German Joblessness Extends Decline as Growth Seen Picking Up

  • Unemployment fell by 5,000 in November in line with forecast
  • Country’s jobless rate unchanged at record low of 6.0%

German unemployment continued to decline in November as Europe’s largest economy is poised to accelerate toward the end of the year.

The number of people out of work fell by a seasonally adjusted 5,000 to 2.658 million, data from the Federal Labor Agency in Nuremberg showed on Wednesday, in line with a forecast in a Bloomberg survey. The jobless rate remained unchanged at 6 percent, matching the lowest level since reunification.

Germany’s economic expansion will probably accelerate “considerably” this quarter after a temporary lull in the three months through September, with high capacity utilization likely to stimulate investment in machinery and equipment, according to the Bundesbank. Unemployment has been on a downward trend since 2009.
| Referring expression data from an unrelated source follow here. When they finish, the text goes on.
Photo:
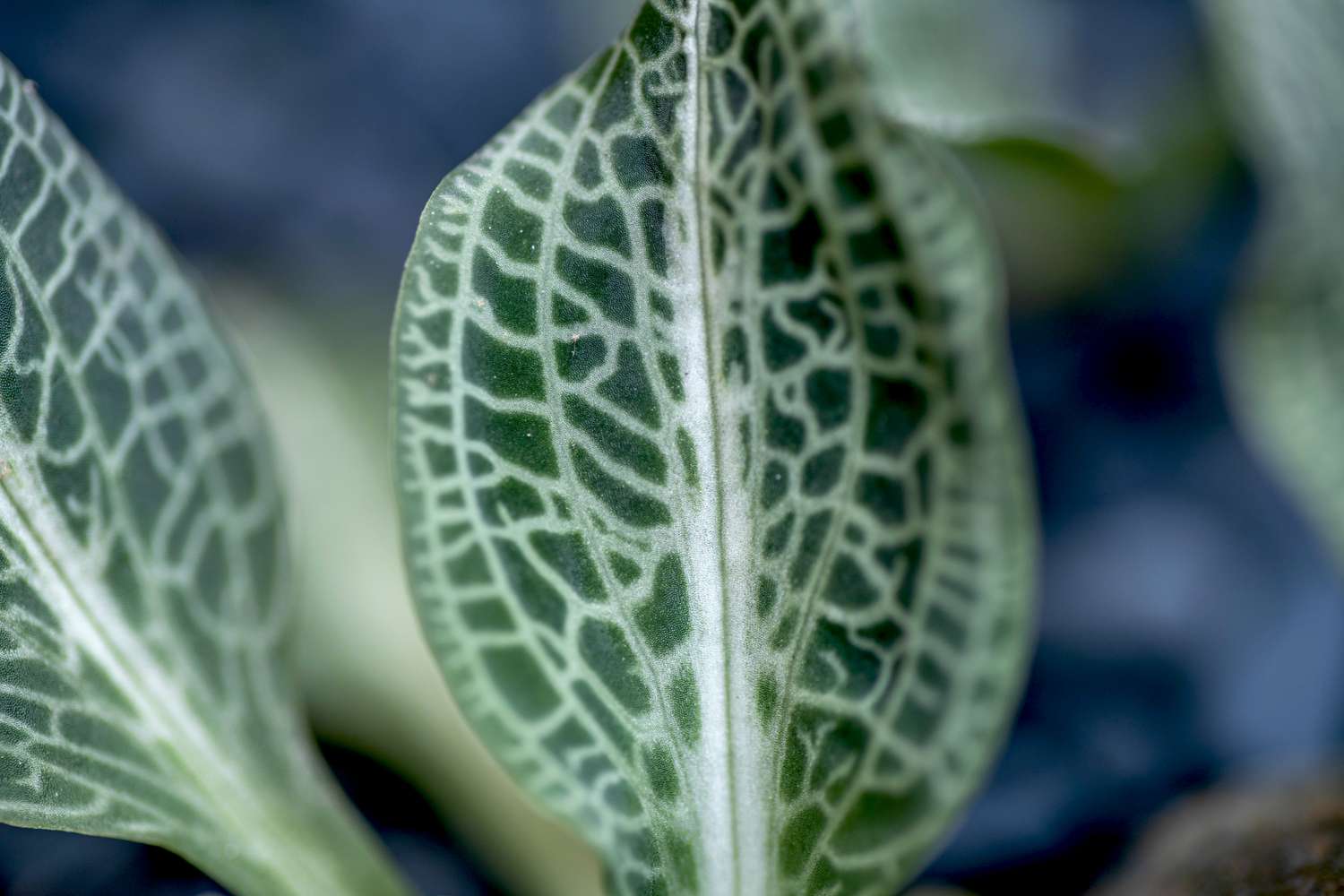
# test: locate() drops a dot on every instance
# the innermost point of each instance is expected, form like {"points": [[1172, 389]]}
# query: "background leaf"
{"points": [[1284, 77], [712, 481], [975, 70], [325, 390], [142, 692]]}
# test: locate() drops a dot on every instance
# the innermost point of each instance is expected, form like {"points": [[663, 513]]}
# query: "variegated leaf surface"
{"points": [[142, 692], [712, 479], [1284, 77]]}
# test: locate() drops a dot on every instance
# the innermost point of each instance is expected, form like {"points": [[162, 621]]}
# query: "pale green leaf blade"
{"points": [[142, 683], [328, 410], [1284, 77], [712, 478], [978, 70]]}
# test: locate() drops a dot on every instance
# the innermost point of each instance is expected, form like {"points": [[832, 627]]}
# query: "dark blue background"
{"points": [[1191, 626]]}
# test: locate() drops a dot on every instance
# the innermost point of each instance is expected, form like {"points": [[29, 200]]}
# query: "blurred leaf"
{"points": [[711, 471], [975, 70], [368, 677], [1284, 72], [142, 692]]}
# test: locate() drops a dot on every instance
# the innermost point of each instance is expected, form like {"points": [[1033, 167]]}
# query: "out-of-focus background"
{"points": [[1191, 626]]}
The number of people out of work fell by some 2,000 in western Germany and decreased by about 3,000 in the eastern part of the country, the labor agency said.

The country’s labor market has proved remarkably resilient to political uncertainty, weaker global trade and an influx of migrants. Unemployment will probably fall until well into the next year, according to a study from the Nuremberg-based Institute for Labor and Employment Research. The Ifo institute in Munich predicts German companies will continue to look for more workers.